Amazon Kindle International vs Sony Reader Pocket Edition PRS-300

Styled to look like a book, complete with fake spine and a slight bulge of the plastic edge protector mimicking a book's pages, Sony's effort is hardly iconic in its looks, though it's more appealing than the Kindle's slimmer, more delicate design.

Neither device features auto-rotation; hold the Kindle or PRS-300 on its side and you'll need to manually adjust each device's internal settings to view books or documents in landscape mode.

Winner: Sony PRS-300

Speed and battery life

Because the e-ink screen common to all ebook readers has no backlight, the battery life of these devices is measured in page turns. That might sound imprecise - and it is - though with few extra features on either device, flicking through a book or a document is likely to be the main activity.
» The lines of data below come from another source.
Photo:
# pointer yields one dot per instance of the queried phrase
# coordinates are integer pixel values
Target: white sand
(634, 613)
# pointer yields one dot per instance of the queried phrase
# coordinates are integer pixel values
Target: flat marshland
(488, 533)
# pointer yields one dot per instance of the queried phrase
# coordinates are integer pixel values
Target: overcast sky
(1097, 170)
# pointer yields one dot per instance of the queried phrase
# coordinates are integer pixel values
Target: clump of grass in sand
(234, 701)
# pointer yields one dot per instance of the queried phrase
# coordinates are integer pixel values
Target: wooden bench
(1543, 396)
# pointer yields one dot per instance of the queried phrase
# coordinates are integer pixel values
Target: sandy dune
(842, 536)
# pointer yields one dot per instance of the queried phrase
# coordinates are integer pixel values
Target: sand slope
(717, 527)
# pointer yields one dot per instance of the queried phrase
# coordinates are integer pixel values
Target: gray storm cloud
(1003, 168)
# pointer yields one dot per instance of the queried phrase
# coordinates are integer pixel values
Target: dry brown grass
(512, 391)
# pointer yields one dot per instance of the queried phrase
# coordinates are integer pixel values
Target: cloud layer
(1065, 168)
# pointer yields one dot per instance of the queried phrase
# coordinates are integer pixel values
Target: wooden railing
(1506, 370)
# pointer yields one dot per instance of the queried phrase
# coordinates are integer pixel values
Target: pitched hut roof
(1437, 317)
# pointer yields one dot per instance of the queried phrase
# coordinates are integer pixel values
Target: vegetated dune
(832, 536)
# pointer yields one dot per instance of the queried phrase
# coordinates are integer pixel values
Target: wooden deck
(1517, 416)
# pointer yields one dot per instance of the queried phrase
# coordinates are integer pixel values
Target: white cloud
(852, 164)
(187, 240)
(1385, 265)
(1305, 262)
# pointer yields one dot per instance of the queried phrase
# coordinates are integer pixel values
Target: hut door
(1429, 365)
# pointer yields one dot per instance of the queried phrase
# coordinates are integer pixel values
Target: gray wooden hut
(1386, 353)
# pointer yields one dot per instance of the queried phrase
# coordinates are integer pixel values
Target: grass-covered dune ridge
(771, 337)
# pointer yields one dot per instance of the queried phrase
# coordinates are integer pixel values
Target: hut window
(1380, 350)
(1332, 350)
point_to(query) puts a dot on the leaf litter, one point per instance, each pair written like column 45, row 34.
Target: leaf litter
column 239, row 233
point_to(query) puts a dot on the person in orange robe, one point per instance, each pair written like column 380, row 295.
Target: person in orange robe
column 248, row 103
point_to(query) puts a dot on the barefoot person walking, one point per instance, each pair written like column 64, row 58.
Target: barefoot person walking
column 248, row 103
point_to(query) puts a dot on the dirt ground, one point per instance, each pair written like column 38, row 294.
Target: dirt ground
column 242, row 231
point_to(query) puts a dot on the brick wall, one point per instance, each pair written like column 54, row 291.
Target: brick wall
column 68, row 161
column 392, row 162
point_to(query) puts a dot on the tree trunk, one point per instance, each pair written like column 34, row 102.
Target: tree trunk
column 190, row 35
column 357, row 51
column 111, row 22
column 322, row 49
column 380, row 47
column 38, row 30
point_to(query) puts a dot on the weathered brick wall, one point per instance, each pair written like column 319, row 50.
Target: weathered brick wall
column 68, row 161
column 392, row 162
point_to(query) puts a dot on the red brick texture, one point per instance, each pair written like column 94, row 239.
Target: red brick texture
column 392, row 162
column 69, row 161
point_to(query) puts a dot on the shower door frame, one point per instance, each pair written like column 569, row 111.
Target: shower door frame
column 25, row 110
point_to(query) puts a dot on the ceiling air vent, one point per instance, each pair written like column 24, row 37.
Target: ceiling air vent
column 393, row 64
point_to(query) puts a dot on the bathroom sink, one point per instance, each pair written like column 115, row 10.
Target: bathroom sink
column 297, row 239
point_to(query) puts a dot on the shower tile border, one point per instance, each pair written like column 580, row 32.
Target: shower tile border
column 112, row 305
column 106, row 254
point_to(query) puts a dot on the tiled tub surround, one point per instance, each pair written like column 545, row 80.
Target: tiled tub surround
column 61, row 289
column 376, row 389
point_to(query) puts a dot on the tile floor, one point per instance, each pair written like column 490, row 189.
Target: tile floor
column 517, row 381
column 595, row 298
That's not quite true for the Kindle. If the online store is used everyday to download newspapers, it does use up a lot more battery power than the Sony, lasting about six days in our test (which included a short daily browsing session).

Most of the PRS-300's weight is spoken for by its built-in rechargeable lithium-ion battery, which takes around three hours to charge connected to a PC via a supplied mini USB cable. That will give you 6,800 page turns, according to Sony, and we'd concur with that. Occasional bouts of reading every day saw it last around two weeks on a single charge.

In terms of pure processing speed, the Kindle squeaks it. Both devices take half a second too long to refresh and load pages, and though the Kindle is a shade quicker, it has fewer file formats to compute.